Ping Zhang, The Australian National University

15 septembre 2025
13h 14h
Salle du Conseil

Arc-continent collision in action: insights from passive seismic imaging in Banda arc and Australia continental margin

Banda arc-Australian continental collision zone in Southeast Asia is one of the least well-understood geological regions on Earth, yet it offers a truly remarkable location for resolving key puzzles of plate tectonics. In Banda region, the recent collision between the Australian continental margin and an active volcanic arc effectively captures the initiation of continental mountain building and the cessation of island arc volcanism, offering a rare glimpse into the tectonic transition from subduction to arc-continent collision. To understand how this transition evolves, a passive seismic experiment composed of 30 broadband seismometers was carried out across the archipelago of Eastern Indonesia and Timor-Leste, recording nearly five years of data (2014-2019).

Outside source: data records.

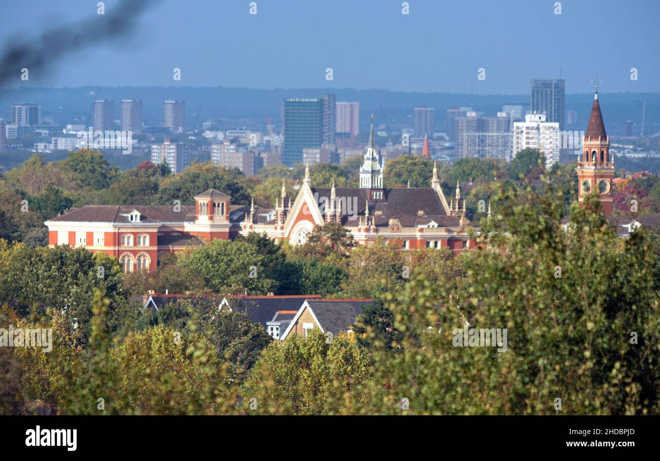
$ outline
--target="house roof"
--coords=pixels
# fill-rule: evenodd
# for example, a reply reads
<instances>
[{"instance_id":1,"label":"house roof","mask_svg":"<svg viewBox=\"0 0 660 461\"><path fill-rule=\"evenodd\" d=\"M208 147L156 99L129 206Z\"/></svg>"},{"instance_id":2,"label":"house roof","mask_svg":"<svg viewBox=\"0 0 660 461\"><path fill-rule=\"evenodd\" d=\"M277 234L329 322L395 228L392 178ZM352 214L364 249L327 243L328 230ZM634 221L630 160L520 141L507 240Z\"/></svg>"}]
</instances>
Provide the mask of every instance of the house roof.
<instances>
[{"instance_id":1,"label":"house roof","mask_svg":"<svg viewBox=\"0 0 660 461\"><path fill-rule=\"evenodd\" d=\"M279 311L298 312L306 299L320 299L321 297L321 295L238 295L226 299L232 310L245 312L251 321L265 327L267 323L271 321ZM278 318L278 320L280 319L281 317Z\"/></svg>"},{"instance_id":2,"label":"house roof","mask_svg":"<svg viewBox=\"0 0 660 461\"><path fill-rule=\"evenodd\" d=\"M245 208L245 205L230 205L230 222L238 222L242 220L243 214L236 212L240 212ZM48 221L133 224L127 216L123 215L128 215L133 210L140 213L140 222L145 224L193 222L195 219L195 205L182 205L179 211L174 211L174 207L170 205L86 205L79 208L71 208L64 214Z\"/></svg>"},{"instance_id":3,"label":"house roof","mask_svg":"<svg viewBox=\"0 0 660 461\"><path fill-rule=\"evenodd\" d=\"M158 235L159 247L186 247L200 245L204 245L202 239L198 235L191 235L189 233L176 233L176 234Z\"/></svg>"},{"instance_id":4,"label":"house roof","mask_svg":"<svg viewBox=\"0 0 660 461\"><path fill-rule=\"evenodd\" d=\"M349 227L356 227L359 219L364 218L368 198L369 216L374 218L376 227L389 227L391 219L399 220L403 227L416 227L432 220L441 227L459 226L460 218L447 216L438 193L430 187L383 189L383 198L376 199L372 198L373 189L337 187L335 191L336 197L345 199L342 200L342 224ZM325 202L323 197L329 200L328 188L313 187L312 192L316 194L319 206L321 202ZM356 200L356 210L353 204ZM325 206L328 206L325 203Z\"/></svg>"},{"instance_id":5,"label":"house roof","mask_svg":"<svg viewBox=\"0 0 660 461\"><path fill-rule=\"evenodd\" d=\"M86 205L49 220L51 222L131 223L127 216L140 213L140 222L189 222L195 220L195 206L182 205L179 211L170 205Z\"/></svg>"},{"instance_id":6,"label":"house roof","mask_svg":"<svg viewBox=\"0 0 660 461\"><path fill-rule=\"evenodd\" d=\"M371 299L310 299L307 303L324 332L346 331Z\"/></svg>"}]
</instances>

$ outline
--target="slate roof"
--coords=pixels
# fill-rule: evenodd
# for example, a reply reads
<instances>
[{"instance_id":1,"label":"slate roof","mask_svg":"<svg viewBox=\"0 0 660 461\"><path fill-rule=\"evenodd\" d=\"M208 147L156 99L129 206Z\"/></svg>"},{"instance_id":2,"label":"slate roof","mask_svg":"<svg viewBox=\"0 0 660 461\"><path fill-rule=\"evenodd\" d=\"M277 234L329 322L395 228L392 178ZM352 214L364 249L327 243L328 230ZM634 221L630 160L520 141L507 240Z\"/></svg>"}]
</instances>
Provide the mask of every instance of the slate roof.
<instances>
[{"instance_id":1,"label":"slate roof","mask_svg":"<svg viewBox=\"0 0 660 461\"><path fill-rule=\"evenodd\" d=\"M227 298L234 311L245 312L249 319L264 328L279 311L296 311L305 300L320 299L321 295L291 295L280 296L232 296ZM292 319L293 317L292 317Z\"/></svg>"},{"instance_id":2,"label":"slate roof","mask_svg":"<svg viewBox=\"0 0 660 461\"><path fill-rule=\"evenodd\" d=\"M594 100L593 106L591 106L591 115L589 117L589 125L587 126L587 133L585 137L591 137L592 139L598 139L598 137L603 139L607 137L605 133L605 125L603 123L603 115L601 113L601 105L598 100Z\"/></svg>"},{"instance_id":3,"label":"slate roof","mask_svg":"<svg viewBox=\"0 0 660 461\"><path fill-rule=\"evenodd\" d=\"M230 221L232 222L242 220L240 216L233 216L234 212L241 211L245 205L230 205ZM136 210L140 213L140 222L158 224L159 222L193 222L195 221L195 205L182 205L181 210L174 211L170 205L86 205L79 208L71 208L68 212L48 220L54 222L111 222L114 224L132 224L128 216Z\"/></svg>"},{"instance_id":4,"label":"slate roof","mask_svg":"<svg viewBox=\"0 0 660 461\"><path fill-rule=\"evenodd\" d=\"M195 205L182 205L174 211L170 205L86 205L71 208L65 214L49 220L52 222L130 223L128 214L133 210L140 213L141 223L190 222L195 220Z\"/></svg>"},{"instance_id":5,"label":"slate roof","mask_svg":"<svg viewBox=\"0 0 660 461\"><path fill-rule=\"evenodd\" d=\"M367 198L369 199L369 216L374 217L376 227L389 227L389 220L398 219L403 227L417 227L430 222L438 223L440 227L457 228L460 218L448 216L438 195L430 187L391 188L379 189L383 191L383 198L373 199L373 189L357 187L337 187L335 189L338 199L345 197L342 202L342 224L345 226L357 226L360 218L364 217ZM330 198L330 189L312 189L312 193L317 194L318 204L321 202L328 204L322 197ZM352 208L354 198L357 198L357 213ZM345 204L346 204L345 205ZM348 206L351 208L348 208ZM423 214L419 214L422 211ZM354 218L351 215L356 214Z\"/></svg>"},{"instance_id":6,"label":"slate roof","mask_svg":"<svg viewBox=\"0 0 660 461\"><path fill-rule=\"evenodd\" d=\"M185 247L187 245L197 246L199 245L204 245L204 242L197 235L191 235L188 233L158 235L158 246Z\"/></svg>"},{"instance_id":7,"label":"slate roof","mask_svg":"<svg viewBox=\"0 0 660 461\"><path fill-rule=\"evenodd\" d=\"M362 305L370 305L372 300L308 299L307 303L323 330L337 334L349 330L355 319L362 313Z\"/></svg>"}]
</instances>

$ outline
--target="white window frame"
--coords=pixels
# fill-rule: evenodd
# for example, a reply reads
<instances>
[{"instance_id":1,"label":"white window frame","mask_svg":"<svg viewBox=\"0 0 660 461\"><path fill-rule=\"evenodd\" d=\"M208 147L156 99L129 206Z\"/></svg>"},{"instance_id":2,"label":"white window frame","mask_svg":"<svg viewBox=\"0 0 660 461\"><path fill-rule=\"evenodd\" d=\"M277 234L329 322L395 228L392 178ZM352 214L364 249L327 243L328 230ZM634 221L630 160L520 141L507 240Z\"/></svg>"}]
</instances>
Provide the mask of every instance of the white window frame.
<instances>
[{"instance_id":1,"label":"white window frame","mask_svg":"<svg viewBox=\"0 0 660 461\"><path fill-rule=\"evenodd\" d=\"M124 237L126 237L127 243L124 243ZM132 247L133 246L133 234L131 233L122 233L121 237L120 246L121 247Z\"/></svg>"}]
</instances>

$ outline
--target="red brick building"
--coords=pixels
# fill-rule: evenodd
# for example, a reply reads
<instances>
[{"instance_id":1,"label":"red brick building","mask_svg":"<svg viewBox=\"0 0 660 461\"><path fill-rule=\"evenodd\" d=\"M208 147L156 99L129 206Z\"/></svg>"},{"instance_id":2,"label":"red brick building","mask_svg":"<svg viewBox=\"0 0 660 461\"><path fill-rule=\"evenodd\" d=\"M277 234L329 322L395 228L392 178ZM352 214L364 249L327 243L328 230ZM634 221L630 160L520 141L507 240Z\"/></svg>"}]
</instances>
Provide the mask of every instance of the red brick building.
<instances>
[{"instance_id":1,"label":"red brick building","mask_svg":"<svg viewBox=\"0 0 660 461\"><path fill-rule=\"evenodd\" d=\"M195 196L194 205L87 205L45 224L49 245L102 251L133 272L155 269L163 253L233 238L246 209L230 205L228 195L211 189Z\"/></svg>"}]
</instances>

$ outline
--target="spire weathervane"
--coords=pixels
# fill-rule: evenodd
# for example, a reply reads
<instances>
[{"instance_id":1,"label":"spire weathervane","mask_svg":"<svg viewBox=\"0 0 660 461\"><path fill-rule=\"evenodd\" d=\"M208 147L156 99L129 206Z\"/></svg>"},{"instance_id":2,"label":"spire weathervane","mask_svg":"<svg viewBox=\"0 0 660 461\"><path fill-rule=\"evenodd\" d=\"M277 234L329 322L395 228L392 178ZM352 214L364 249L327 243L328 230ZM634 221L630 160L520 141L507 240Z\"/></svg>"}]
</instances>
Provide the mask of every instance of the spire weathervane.
<instances>
[{"instance_id":1,"label":"spire weathervane","mask_svg":"<svg viewBox=\"0 0 660 461\"><path fill-rule=\"evenodd\" d=\"M598 74L596 74L596 79L592 80L591 83L595 83L593 86L593 99L598 99L598 84L601 82L601 80L598 79Z\"/></svg>"}]
</instances>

In this talk, I will present the recent imaging results from this experiment, integrating ambient noise tomography, teleseismic surface wave tomography, receiver functions, coda auto-correlation, and shear wave splitting. Combined with geological and geochemical data, these seismic results reveal 1) the subducted/underthrusted Australian continental margin at lithospheric depths; 2) tectonic fabrics and crustal seismicity related to the orogenesis and magmatic systems; 3) structural heterogeneities inherited from the incoming plate; 4) an enigmatic boundary along the volcanic arc transitional zone. Altogether, we propose that the inherited structures of the rifted margin within the incoming plate, formed during the breakup of East Gondwana in the Jurassic, might play a significant role in the tectonic transition from subduction to arc-continent collision.